WARNER ROBINS, Ga. — We've been telling you that Warner Robins is attracting more businesses and more residents, but it's also attracting more tourists!
In fact, the city's already seen more visitors this year than before the pandemic, putting them beyond their 2019 numbers.
The Southeast Tourism Society says Warner Robins is making a tourism "comeback."
"Recovery is happening in this region, which is great," Monica Smith said.
Smith is the society's President and CEO. She says Warner Robins surpassed its 2019 tourism numbers.
"Particularly in the Southeast, what we found the Southeast region of the United States fared much better in terms of the tourism recovery after the immediately following and long-term of the pandemic, and that's great; and it's because of our great assets, our location, the weather, all of the outdoor recreation experiences, museums, the festival and events that can happen outdoors--all of that helped our region of the country to recover faster," Smith said.
Warner Robins Convention & Visitors Bureau's Executive Director is Marsha Buzzell. She says their tourism benchmarks are 13 percent higher than in 2019.
"It's the state's job to get people to come here internationally. It's our job to get them to come to us now. What do we have that is going to interest them and then it's the hotel's job to get them to stay at their hotel. So, it's a partnership," Buzzell said.
A partnership Wendy Klein knows all too well. Klein works for the Ramada by Wyndham on Watson Boulevard.
"Sometimes it's local people that are at the hotel. Sometimes workers, nurses, who are working overnight shifts, people that are maybe having their houses redone," Klein said.
"I am so thrilled that our region and our state has fared so well, but there are so many other areas that are still trying to recover, but we do need to be cognizant of our workforce to support the hospitality and tourism growth in the industry and really be strategic of our workforce issues for future tourism leaders," Klein said.
Buzzell says visitors spend $700,000 a day in Houston County.
"For example, one of the economic impact numbers from the State of Georgia, this is not from our office saying this---there is so much tourism activity in Houston County that daily it's over $700,000 that is spent, and I know people might question that because they don't see it or understand, but tourism is much wider picture. It's not just one thing. It's not just Buc-ee's. It's not just the Museum of Aviation. It's spas, golf courses.
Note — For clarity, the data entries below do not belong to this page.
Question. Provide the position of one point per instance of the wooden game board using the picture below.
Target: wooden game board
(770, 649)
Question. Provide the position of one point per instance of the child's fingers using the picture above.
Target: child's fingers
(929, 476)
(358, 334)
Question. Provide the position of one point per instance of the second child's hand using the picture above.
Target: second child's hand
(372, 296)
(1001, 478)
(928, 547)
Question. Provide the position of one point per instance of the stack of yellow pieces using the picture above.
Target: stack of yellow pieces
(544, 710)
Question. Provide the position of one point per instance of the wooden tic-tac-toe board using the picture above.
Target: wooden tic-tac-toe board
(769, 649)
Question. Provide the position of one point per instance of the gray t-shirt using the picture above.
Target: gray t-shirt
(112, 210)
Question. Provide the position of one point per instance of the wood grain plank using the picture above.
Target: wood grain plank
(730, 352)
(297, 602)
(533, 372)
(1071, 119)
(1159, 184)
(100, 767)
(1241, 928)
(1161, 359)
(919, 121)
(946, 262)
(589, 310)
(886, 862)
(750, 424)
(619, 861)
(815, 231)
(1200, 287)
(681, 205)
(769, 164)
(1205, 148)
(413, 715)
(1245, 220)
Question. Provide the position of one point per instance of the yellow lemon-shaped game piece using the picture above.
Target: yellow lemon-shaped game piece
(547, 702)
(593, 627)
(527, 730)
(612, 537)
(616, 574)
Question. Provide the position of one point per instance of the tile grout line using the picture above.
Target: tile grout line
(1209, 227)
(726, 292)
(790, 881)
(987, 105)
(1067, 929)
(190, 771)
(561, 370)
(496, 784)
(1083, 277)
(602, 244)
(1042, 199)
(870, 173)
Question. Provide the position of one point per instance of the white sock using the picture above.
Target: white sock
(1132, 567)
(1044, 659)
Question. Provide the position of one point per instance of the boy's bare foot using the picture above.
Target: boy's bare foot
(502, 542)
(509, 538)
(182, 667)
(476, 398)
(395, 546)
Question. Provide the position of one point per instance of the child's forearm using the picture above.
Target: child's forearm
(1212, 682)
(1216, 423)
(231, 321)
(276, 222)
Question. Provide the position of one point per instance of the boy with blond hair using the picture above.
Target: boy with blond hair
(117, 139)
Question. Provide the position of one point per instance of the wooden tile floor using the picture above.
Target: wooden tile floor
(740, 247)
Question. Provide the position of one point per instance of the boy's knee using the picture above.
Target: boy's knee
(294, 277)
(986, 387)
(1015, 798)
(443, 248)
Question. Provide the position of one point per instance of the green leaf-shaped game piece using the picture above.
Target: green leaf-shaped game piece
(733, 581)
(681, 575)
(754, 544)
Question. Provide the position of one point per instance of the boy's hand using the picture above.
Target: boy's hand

It's places like Staples, Office Depot, and Staples, because people are coming into town for business trips and have a need for supplies, and so that counts as tourism, car rentals and staying at the hotels. All of that is so important. So, this is our day to tell them thank you for being a part of our team because we could not do it without them," Buzzell said.
"As I came in and where I stayed last night, I didn't remember the four hotels in that area; so I do think when a community is thriving and attracting all kinds of businesses and visitors that definitely gives an opportunity for new hotel development and hotels expansion and renovations or repurposing facilities like this one today to use for conferences and events. So, that is always great news because the more people you can get coming to conferences and hotels, the more jobs it supports in the community," Klein said.
The constant activity adds up to more than a quarter billion a year.
Wednesday's event also celebrated the Convention & Visitors Bureau's 28th year of existence.
"It's important everybody come together so I can tell them thank you, and that's really what this is all about. It's important to keep your partners close and what you're doing," Buzzell said.
Smith also said the city's growth helps the state's overall economy.